Treatment of Hepatozoonosis in Dogs
Tick control products
Hepatozoonosis is generally considered a lifelong infection in dogs. No known therapeutic regimen completely clears animals of the organisms. H canis infections are treated with imidocarb dipropionate, twice monthly, at 5–6 mg/kg, SC, until the parasite is no longer evident in blood smears for 2–3 consecutive months. Prognosis often depends on the degree of parasitemia; dogs with low parasitemia typically respond well to treatment, whereas those with high parasitemia may not, especially if afflicted by concurrent illness.
Remission of clinical signs associated with H americanum infection can usually be achieved through a 14-day course of combination therapy, referred to as TCP, which consists of trimethoprim-sulfadiazine (15 mg/kg, PO, every 12 hours), clindamycin (10 mg/kg, PO, every 8 hours), and pyrimethamine (0.25 mg/kg, PO, every 24 hours), or ponazuril (10 mg/kg, PO, every 12 hours). Remission with these therapies alone is often temporary, with many dogs relapsing within 2–6 months. Decoquinate mixed in food at a dose of 10−20 mg/kg is given every 12 hours as an adjunct therapy to initial TCP or ponazuril treatment for at least 2 years to help prevent relapse. NSAIDs may be the best treatment for control of fever and pain, especially during the first few days of TCP or ponazuril therapy. Glucocorticoid administration should be avoided because, although steroids may provide temporary relief, longterm use can exacerbate disease.

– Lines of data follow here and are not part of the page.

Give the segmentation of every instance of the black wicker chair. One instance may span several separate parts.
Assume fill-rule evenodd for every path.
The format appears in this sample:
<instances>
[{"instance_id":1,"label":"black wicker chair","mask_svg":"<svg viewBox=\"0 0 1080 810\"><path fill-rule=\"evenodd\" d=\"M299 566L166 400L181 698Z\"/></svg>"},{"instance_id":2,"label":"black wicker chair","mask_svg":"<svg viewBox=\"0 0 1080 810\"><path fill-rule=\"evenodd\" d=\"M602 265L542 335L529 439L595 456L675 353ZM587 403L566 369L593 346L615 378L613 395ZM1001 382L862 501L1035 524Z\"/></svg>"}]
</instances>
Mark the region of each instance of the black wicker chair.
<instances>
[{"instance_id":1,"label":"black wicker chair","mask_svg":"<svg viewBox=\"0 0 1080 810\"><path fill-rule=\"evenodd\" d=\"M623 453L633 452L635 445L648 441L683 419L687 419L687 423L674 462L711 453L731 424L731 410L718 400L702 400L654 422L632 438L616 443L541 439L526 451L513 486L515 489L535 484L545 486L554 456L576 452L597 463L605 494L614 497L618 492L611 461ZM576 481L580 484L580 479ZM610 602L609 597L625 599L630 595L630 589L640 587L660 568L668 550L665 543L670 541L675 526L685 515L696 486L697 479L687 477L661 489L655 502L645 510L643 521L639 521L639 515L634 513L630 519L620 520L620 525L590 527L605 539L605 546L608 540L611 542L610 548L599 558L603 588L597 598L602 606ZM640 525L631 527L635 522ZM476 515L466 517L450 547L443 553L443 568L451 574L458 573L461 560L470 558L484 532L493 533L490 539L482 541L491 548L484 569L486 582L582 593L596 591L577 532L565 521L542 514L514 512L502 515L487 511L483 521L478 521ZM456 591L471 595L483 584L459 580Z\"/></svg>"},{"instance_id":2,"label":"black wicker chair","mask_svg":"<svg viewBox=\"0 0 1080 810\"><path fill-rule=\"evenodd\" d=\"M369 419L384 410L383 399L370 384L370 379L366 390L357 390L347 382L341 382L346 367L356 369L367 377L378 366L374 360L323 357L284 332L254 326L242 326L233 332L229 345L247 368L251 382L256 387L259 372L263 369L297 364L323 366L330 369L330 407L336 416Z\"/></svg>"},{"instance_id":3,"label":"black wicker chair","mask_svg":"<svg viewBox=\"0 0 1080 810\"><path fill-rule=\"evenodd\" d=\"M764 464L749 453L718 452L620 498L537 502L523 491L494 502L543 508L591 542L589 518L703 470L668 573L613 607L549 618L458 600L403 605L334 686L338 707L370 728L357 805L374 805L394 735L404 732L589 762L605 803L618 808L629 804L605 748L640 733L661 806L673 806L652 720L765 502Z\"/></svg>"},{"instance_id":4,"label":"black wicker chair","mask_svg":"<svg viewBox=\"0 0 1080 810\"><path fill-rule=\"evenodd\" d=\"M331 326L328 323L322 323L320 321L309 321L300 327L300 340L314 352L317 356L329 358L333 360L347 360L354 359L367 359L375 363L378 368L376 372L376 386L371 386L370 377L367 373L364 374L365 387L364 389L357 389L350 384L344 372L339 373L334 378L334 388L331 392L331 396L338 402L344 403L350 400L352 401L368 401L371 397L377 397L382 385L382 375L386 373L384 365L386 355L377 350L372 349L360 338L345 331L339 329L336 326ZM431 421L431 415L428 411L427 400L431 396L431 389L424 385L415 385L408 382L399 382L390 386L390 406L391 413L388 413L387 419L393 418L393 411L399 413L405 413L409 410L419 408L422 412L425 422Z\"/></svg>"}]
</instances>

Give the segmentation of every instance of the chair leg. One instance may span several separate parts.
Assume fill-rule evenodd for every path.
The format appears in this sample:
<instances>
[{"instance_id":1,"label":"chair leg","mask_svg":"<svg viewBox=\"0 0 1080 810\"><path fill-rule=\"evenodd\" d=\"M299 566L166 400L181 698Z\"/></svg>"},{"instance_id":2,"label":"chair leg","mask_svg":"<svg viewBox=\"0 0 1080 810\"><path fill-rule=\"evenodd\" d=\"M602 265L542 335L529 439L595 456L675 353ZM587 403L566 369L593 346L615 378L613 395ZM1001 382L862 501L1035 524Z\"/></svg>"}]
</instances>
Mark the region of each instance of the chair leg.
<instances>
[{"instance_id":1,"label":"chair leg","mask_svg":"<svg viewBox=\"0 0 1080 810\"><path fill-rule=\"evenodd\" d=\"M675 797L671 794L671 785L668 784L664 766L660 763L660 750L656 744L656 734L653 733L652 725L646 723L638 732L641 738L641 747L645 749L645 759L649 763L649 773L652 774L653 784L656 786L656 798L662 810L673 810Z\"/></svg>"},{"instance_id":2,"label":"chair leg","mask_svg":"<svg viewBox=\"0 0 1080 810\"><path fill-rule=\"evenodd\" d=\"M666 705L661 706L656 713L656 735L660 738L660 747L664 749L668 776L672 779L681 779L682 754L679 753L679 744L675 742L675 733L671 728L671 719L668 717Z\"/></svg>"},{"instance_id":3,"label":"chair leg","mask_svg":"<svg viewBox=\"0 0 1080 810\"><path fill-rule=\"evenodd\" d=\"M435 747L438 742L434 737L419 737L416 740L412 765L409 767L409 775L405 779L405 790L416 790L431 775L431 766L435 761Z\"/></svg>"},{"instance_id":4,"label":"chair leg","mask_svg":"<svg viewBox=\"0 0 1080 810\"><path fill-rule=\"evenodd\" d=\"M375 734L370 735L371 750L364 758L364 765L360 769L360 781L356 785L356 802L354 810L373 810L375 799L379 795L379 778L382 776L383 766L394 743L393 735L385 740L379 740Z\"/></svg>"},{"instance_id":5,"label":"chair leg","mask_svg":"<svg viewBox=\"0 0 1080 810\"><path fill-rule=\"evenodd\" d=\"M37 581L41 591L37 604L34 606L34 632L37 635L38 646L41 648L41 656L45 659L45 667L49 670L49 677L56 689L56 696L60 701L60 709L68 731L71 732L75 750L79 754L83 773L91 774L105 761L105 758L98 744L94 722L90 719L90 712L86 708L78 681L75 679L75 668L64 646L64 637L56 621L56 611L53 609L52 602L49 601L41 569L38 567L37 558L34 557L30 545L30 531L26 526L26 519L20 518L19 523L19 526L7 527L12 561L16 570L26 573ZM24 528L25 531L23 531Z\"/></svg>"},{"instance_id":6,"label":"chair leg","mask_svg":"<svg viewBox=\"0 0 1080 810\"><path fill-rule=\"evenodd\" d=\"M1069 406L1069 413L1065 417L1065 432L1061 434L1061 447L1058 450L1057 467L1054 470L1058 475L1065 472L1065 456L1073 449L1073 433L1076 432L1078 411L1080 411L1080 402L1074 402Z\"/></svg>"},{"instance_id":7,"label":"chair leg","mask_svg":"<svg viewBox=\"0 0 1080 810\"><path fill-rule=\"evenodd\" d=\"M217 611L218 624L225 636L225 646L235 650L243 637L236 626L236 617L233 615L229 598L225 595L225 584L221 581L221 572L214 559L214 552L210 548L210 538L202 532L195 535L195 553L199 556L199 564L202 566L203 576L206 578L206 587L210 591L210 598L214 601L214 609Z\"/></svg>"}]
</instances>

Preventing access to ticks and discouraging predation are the most effective forms of control for hepatozoonosis. Predation presents a dual risk for acquiring ACH: prey captured or eaten by dogs could have infected ticks on their coats that would provide a source of sporozoites; additionally, the prey could contain cystozoites (at least in the case of H americanum) that are also infectious. Additionally, dogs diagnosed with hepatozoonosis should not be bred because transplacental transmission of H canis has been documented. Although vertical transmission of H americanum has not been reported, it may be possible.
There is no known zoonotic risk with hepatozoonosis.

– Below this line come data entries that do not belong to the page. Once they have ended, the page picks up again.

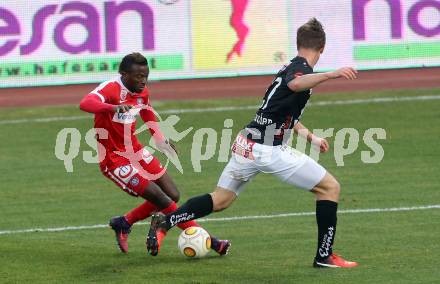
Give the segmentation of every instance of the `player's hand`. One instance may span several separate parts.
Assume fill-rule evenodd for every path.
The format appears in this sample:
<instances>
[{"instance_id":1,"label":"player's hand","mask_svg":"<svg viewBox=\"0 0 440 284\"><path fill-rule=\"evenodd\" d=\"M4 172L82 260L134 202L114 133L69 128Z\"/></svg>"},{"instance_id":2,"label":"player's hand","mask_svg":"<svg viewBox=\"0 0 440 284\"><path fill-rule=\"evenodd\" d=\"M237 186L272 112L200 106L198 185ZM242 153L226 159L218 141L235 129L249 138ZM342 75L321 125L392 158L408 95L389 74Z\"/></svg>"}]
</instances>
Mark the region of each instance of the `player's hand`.
<instances>
[{"instance_id":1,"label":"player's hand","mask_svg":"<svg viewBox=\"0 0 440 284\"><path fill-rule=\"evenodd\" d=\"M328 144L328 141L324 138L320 138L321 142L319 144L319 151L321 153L325 153L330 149L330 145Z\"/></svg>"},{"instance_id":2,"label":"player's hand","mask_svg":"<svg viewBox=\"0 0 440 284\"><path fill-rule=\"evenodd\" d=\"M176 152L176 154L179 154L179 151L177 151L177 147L176 145L174 145L172 142L168 141L168 143L170 144L171 148L173 148L174 152Z\"/></svg>"},{"instance_id":3,"label":"player's hand","mask_svg":"<svg viewBox=\"0 0 440 284\"><path fill-rule=\"evenodd\" d=\"M352 67L343 67L336 71L328 72L327 75L330 79L345 78L347 80L354 80L357 78L357 70Z\"/></svg>"},{"instance_id":4,"label":"player's hand","mask_svg":"<svg viewBox=\"0 0 440 284\"><path fill-rule=\"evenodd\" d=\"M176 146L174 146L174 144L170 143L168 140L156 141L156 147L166 156L171 156L171 157L177 156Z\"/></svg>"},{"instance_id":5,"label":"player's hand","mask_svg":"<svg viewBox=\"0 0 440 284\"><path fill-rule=\"evenodd\" d=\"M117 105L113 107L113 111L117 113L124 113L129 111L133 106L129 105Z\"/></svg>"},{"instance_id":6,"label":"player's hand","mask_svg":"<svg viewBox=\"0 0 440 284\"><path fill-rule=\"evenodd\" d=\"M330 149L327 139L318 136L312 136L312 144L319 147L319 152L326 153Z\"/></svg>"}]
</instances>

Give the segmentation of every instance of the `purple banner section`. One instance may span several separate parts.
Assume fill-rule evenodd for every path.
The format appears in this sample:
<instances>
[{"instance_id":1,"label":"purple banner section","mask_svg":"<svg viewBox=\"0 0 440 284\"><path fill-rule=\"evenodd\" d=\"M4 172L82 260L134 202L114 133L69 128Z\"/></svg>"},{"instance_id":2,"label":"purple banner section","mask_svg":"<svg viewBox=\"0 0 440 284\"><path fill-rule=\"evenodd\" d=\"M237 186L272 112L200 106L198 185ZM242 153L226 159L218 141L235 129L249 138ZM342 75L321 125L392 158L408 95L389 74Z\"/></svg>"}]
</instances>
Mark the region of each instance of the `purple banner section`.
<instances>
[{"instance_id":1,"label":"purple banner section","mask_svg":"<svg viewBox=\"0 0 440 284\"><path fill-rule=\"evenodd\" d=\"M6 23L6 25L0 26L0 37L20 34L20 23L12 12L0 7L0 19ZM7 40L3 45L0 45L0 56L12 51L18 42L18 40Z\"/></svg>"},{"instance_id":2,"label":"purple banner section","mask_svg":"<svg viewBox=\"0 0 440 284\"><path fill-rule=\"evenodd\" d=\"M8 55L19 44L20 55L32 55L43 44L54 45L70 54L118 52L118 32L119 27L123 26L119 17L126 12L135 12L141 19L141 26L124 27L124 30L142 30L142 46L139 49L155 49L154 11L144 1L106 1L96 4L93 1L70 1L64 4L43 5L32 16L32 34L29 40L27 35L21 33L19 12L2 7L0 3L0 23L4 22L0 25L0 39L4 36L19 38L8 39L0 44L0 57ZM49 30L48 20L60 15L61 20L56 23L53 30ZM104 20L101 20L102 18ZM104 23L103 27L101 23ZM83 42L72 44L69 41L66 30L71 25L81 25L87 31L87 37ZM47 38L45 36L47 33L53 34L52 43L43 42L44 38ZM101 38L102 35L105 35L104 40ZM102 42L105 42L104 47L101 46Z\"/></svg>"},{"instance_id":3,"label":"purple banner section","mask_svg":"<svg viewBox=\"0 0 440 284\"><path fill-rule=\"evenodd\" d=\"M391 37L401 39L403 33L404 17L407 17L408 26L414 33L423 37L434 37L440 35L440 17L437 26L426 27L421 23L420 14L424 9L435 9L440 15L440 1L422 0L410 7L406 15L402 11L402 2L400 0L383 0L388 4L390 11ZM353 18L353 39L357 41L366 40L366 19L365 10L368 5L377 4L377 0L352 0L352 18Z\"/></svg>"},{"instance_id":4,"label":"purple banner section","mask_svg":"<svg viewBox=\"0 0 440 284\"><path fill-rule=\"evenodd\" d=\"M107 51L117 51L117 18L126 11L136 11L142 18L143 49L154 49L154 15L151 8L141 1L126 1L121 4L105 3L105 35Z\"/></svg>"},{"instance_id":5,"label":"purple banner section","mask_svg":"<svg viewBox=\"0 0 440 284\"><path fill-rule=\"evenodd\" d=\"M437 10L439 18L438 25L433 28L424 27L419 22L420 12L426 8L434 8ZM425 0L416 3L408 12L408 24L411 29L422 36L434 37L440 35L440 1L438 0Z\"/></svg>"}]
</instances>

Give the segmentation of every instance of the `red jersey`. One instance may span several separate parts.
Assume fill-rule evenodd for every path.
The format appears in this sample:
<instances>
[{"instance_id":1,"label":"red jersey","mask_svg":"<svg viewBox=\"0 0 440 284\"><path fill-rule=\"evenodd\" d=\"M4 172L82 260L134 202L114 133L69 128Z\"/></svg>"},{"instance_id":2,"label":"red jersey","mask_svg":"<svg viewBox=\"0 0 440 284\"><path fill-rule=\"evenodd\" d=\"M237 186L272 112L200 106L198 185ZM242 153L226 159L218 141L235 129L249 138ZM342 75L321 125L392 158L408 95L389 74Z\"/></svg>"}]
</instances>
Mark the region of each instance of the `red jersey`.
<instances>
[{"instance_id":1,"label":"red jersey","mask_svg":"<svg viewBox=\"0 0 440 284\"><path fill-rule=\"evenodd\" d=\"M102 150L99 151L100 160L105 155L100 163L101 168L112 169L125 162L129 163L127 158L117 152L130 153L132 150L137 152L143 148L134 135L137 115L139 114L145 122L156 121L149 103L147 88L145 87L141 93L131 93L118 77L115 80L101 83L88 96L91 95L99 97L101 102L107 105L133 106L130 111L125 113L117 113L108 109L107 111L95 112L95 128L103 128L108 133L108 137L99 135L99 132L97 135L98 142L105 148L105 153ZM150 131L152 130L150 129Z\"/></svg>"}]
</instances>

Canine hepatozoonosis is caused by H canis and H americanum, which are tick-borne protozoan parasites causing distinct clinical manifestations in canine patients after infected ticks are ingested.
H canis infection often leads to mild to moderate clinical disease, with anemia in some cases, whereas H americanum infection often results in a severe clinical syndrome known as American canine hepatozoonosis (ACH), with patients commonly exhibiting fever, mucopurulent ocular discharge, intense pain, muscle atrophy, and elevated neutrophil counts.
Diagnosis of canine hepatozoonosis is often based on patient history, clinical signs, blood work and cytology, PCR of peripheral blood, and in the case of ACH, characteristic histopathologic lesions evident in biopsied muscle tissue.
H canis infections are treated with imidocarb dipropionate (5−6 mg/kg, SC) 2 times monthly for 2−3 consecutive months, whereas H americanum infections are treated with a 14-day combination antibiotic therapy (trimethoprim-sulfadiazine at 15 mg/kg, PO, every 12 hours; clindamycin at 10 mg/kg, PO, every 8 hours; and pyrimethamine at 0.25 mg/kg, PO, every 24 hours) or ponazuril (10 mg/kg, PO, every 12 hours) followed by long-term decoquinate administration (10−20 mg/kg, PO, every 12 hours, mixed in food); tick control products are recommended to help prevent infection.
Treatment regimens recommended for canine hepatozoonosis are not curative, and prognoses are considered guarded, especially for ACH patients. Clinical signs often abate with treatment and animals return to having a good quality of life.